Des Roms après le démantelement d’un camp à Evry. France, le 27 août 2012.

Rom expulsé finira par revenir

Au moment où Paris durcit sa politique en matière de rapatriement des Roms vers la Roumanie ou la Bulgarie, certains d’entre eux trouvent leur compte dans les allers-retours avec la France, et notamment dans la somme qu’ils reçoivent pour quitter “volontairement” le pays.

Publié le 18 septembre 2012 à 14:58
Des Roms après le démantelement d’un camp à Evry. France, le 27 août 2012.
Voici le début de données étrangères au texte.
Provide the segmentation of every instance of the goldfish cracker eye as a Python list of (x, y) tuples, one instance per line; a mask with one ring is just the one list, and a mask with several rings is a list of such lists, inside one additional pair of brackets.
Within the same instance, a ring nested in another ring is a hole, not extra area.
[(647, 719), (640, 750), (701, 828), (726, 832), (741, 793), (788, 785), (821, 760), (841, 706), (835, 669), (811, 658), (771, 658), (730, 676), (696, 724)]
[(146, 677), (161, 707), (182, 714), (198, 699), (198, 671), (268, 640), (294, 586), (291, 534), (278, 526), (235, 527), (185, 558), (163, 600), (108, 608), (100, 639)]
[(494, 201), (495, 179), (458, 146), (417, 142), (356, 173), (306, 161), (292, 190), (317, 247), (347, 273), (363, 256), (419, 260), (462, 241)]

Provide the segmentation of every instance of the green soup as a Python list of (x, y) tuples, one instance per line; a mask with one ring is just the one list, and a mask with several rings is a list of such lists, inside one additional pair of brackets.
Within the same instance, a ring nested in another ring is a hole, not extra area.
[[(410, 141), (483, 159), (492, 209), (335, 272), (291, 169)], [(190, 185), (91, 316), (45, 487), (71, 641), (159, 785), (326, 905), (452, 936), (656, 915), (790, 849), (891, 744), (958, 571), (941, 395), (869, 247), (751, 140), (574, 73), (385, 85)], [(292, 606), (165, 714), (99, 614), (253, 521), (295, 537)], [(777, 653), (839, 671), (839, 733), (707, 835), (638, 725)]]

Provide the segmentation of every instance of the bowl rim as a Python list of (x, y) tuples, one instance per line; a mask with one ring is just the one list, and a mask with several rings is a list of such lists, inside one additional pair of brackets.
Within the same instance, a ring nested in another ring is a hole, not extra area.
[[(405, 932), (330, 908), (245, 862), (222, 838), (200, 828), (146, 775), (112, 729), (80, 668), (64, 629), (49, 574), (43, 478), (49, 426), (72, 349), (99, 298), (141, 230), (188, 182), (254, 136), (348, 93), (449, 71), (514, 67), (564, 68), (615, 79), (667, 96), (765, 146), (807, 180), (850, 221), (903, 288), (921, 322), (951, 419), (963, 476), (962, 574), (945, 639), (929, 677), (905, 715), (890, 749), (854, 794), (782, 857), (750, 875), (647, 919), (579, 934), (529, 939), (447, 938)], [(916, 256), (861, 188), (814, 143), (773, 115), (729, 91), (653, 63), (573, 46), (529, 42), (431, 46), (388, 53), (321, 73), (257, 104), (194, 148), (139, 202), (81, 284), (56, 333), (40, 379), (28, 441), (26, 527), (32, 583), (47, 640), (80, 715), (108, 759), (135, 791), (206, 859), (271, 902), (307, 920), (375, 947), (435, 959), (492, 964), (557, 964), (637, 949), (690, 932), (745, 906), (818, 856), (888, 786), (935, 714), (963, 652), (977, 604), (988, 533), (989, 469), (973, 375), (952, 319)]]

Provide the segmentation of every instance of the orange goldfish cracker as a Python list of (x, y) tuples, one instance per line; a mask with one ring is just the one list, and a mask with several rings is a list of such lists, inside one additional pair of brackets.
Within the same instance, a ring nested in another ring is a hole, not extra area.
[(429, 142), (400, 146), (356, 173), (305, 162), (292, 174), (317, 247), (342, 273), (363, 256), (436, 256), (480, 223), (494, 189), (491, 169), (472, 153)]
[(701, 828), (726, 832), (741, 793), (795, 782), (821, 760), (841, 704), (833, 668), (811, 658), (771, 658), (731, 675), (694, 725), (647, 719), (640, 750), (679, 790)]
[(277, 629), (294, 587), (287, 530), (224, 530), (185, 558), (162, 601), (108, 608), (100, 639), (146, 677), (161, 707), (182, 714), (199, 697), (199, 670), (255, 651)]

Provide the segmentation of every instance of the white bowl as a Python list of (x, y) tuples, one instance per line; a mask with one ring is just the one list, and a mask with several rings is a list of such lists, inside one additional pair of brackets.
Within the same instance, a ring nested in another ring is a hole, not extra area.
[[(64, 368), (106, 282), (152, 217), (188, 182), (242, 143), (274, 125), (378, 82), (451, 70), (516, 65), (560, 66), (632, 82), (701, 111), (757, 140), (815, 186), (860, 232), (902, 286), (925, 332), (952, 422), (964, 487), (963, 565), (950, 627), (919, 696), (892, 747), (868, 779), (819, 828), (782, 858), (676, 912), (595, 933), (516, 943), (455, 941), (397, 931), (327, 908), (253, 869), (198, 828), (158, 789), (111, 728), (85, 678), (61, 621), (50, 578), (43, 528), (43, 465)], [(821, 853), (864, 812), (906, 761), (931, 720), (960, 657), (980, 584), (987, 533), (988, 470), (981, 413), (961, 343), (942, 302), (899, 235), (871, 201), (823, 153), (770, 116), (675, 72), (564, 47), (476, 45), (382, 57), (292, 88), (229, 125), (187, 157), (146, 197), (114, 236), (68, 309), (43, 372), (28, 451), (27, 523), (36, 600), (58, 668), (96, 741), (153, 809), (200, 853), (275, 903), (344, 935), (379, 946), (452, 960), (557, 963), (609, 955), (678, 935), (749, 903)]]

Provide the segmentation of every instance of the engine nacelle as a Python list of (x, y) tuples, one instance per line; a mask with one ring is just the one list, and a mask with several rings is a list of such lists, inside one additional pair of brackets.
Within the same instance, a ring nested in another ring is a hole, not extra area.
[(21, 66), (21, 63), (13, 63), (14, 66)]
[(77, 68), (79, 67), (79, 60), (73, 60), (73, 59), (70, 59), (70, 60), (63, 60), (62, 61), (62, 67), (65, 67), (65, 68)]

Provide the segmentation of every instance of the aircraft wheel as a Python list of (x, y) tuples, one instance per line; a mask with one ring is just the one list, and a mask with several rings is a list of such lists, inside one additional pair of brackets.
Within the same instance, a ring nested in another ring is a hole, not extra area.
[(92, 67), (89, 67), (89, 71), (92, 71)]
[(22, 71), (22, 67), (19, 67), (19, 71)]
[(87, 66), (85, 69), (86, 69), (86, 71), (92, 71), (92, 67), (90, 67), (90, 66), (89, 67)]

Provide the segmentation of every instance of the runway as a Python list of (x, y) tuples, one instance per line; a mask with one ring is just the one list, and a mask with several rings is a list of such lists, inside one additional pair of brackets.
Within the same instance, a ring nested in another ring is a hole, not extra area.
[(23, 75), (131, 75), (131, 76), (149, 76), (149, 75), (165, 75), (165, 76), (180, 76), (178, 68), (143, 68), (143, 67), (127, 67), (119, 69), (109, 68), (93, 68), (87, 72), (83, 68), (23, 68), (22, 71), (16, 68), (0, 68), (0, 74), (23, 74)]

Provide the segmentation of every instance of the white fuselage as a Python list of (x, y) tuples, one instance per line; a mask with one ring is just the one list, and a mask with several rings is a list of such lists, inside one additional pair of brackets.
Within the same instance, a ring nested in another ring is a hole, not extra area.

Le ministre français de l'Intérieur, Manuel Valls, a déclaré [à la veille de sa visite en Roumanie, le 12 septembre] que l'Hexagone ne pouvait plus accueillir tous ces "damnés de la terre" et ces *"populations pourchassées dans leur pays*", faisant référence aux Roms qui remplissent les autocars reliant la Roumanie à la France. Seule manque dans cette équation l'opinion des intéressés. Personne ne leur a demandé ce qu'ils pensaient et comment ils voyaient, eux, ce rapatriement. Sans aucun doute, les Roms reviendront en Roumanie et puis repartiront de nouveau, tant que les Français leur en laissent la possibilité.

Balle de ping-pong

A Bucarest, lors de la visite du ministre français, les Roms ont protesté devant le bâtiment du gouvernement, pour exprimer leur mécontentement de n'être qu'une balle dans un jeu de ping-pong entre les autorités roumaines et le reste de l'Europe. Le temps que quelqu'un se décide à résoudre leurs problèmes, ils choisissent encore et toujours l'émigration. Des centaines de Roms "euro-déportés" depuis la France ont fait de ce retour une étape afin de “recharger les batteries” ainsi que leur bourse, grâce aux 300 euros qu’ils reçoivent, par personne, pour quitter le pays "*librement et de leur plein gré*". Après un séjour de quelques semaines en Roumanie, la plupart repartent vers le pays d’où ils viennent et qu'ils n'avaient jamais véritablement quitté.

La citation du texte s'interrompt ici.